L'économie et la société s'appuient sur la consommation. Tout y concourt, tout y invite. La société la valorise - au contraire de la drogue, ou du jeu, dans une moindre mesure.

L'excès ne se manifeste pas par une déchéance physique ou un délabrement matériel : au contraire, l'acheteur compulsif apparaît plus prospère. « Tu montres de belles choses, relève la planificatrice financière Nathalie Bachand. Et le côté stressant des sous, personne ne le voit. »

Du moins jusqu'à ce que, au dernier stade, l'huissier cogne à sa porte.

ISOLEMENT

L'achat compulsif est le plus souvent une activité solitaire.

La honte, la peur du jugement, le désir d'être en maîtrise de soi incitent à tenter de s'en extraire sans aide.

« La personne aura tendance à vouloir s'isoler, parce que, chez les acheteurs compulsifs, la honte devient prédominante, indique encore Claude Boutin. Ils se rendent compte qu'ils sont en perte de contrôle. Le réflexe, c'est l'isolement : ne pas en parler, cacher les vêtements ou les objets qu'on achète. »

Les placards seront encombrés d'articles qui n'ont jamais servi, dont l'étiquette n'a même pas été retirée. L'acheteur compulsif donnera souvent les articles qu'il vient d'acheter pour se déculpabiliser.

« On voit que ça consume la vie de l'individu. » C'est sans doute pourquoi on parle d'excès de consumérisme...

7 QUESTIONS POUR COMMENCER À RÉFLÉCHIR : 

• Lorsqu'il me reste de l'argent après l'arrivée d'une paie, est-ce que je ressens une pression à dépenser ?

• Les autres seraient-ils scandalisés de connaître mes habitudes d'achat ?

• Est-ce que j'achète sans en avoir les moyens ?

• Est-ce que je fais volontairement des chèques sans provision ?

• Est-ce que j'achète des biens dans le but de me sentir mieux ?

• Est-ce que je me sens anxieux les jours où je ne magasine pas ?

• Est-ce que je fais uniquement et systématiquement le paiement minimal sur ma carte de crédit ?

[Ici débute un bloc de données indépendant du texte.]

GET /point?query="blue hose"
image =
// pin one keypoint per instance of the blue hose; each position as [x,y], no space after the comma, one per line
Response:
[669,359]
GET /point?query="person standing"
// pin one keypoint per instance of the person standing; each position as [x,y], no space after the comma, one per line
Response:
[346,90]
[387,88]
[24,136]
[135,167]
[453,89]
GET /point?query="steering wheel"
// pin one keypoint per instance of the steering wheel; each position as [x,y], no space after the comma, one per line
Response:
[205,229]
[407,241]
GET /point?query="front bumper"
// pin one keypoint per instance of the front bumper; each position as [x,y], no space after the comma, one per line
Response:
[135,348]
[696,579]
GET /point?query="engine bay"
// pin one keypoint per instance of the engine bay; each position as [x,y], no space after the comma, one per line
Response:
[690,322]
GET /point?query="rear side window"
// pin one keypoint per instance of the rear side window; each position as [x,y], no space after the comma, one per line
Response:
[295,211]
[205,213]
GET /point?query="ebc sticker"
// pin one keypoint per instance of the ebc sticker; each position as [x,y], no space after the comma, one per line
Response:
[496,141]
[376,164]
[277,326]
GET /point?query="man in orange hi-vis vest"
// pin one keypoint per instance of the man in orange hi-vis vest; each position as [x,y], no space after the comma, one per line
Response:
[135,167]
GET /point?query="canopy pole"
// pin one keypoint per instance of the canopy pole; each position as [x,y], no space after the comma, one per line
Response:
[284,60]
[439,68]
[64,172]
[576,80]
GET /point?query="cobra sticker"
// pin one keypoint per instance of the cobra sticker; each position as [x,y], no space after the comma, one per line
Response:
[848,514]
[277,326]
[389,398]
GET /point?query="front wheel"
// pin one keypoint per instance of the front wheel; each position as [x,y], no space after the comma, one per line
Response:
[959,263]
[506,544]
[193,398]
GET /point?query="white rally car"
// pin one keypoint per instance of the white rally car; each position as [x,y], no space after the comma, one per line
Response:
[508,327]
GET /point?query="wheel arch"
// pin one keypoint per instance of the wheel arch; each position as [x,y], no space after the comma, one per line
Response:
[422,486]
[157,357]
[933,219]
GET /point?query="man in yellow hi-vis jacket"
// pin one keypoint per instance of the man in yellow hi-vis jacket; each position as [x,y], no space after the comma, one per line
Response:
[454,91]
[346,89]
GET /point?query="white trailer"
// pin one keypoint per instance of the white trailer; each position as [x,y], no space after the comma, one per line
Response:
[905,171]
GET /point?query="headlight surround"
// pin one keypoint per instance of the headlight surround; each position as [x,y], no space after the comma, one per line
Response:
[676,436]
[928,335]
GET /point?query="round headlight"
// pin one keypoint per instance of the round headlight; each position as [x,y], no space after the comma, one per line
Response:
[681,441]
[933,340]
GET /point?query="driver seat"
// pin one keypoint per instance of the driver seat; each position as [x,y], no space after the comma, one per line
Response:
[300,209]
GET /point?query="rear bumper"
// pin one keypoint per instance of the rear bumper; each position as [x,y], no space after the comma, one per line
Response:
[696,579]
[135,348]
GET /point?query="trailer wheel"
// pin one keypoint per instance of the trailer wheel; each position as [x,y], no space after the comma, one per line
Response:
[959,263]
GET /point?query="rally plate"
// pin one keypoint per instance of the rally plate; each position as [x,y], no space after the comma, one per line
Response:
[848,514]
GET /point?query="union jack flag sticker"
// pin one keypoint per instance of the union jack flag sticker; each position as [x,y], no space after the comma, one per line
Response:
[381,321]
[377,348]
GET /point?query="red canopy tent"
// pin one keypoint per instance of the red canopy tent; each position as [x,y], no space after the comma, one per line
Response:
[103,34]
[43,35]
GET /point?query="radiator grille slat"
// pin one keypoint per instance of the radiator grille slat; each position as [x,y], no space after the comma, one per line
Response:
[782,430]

Source : Claude Boutin, J'achète (trop) et j'aime ça !

UNE PERSONNE SUR 17

PRESQUE AUTANT D'HOMMES QUE DE FEMMES

Aux États-Unis, 6 % des femmes et 5,6 % des hommes présentent des symptômes correspondant à un trouble d'achat compulsif, selon une étude de l'Université Stanford publiée en 2006 par l'American Journal of Psychiatry.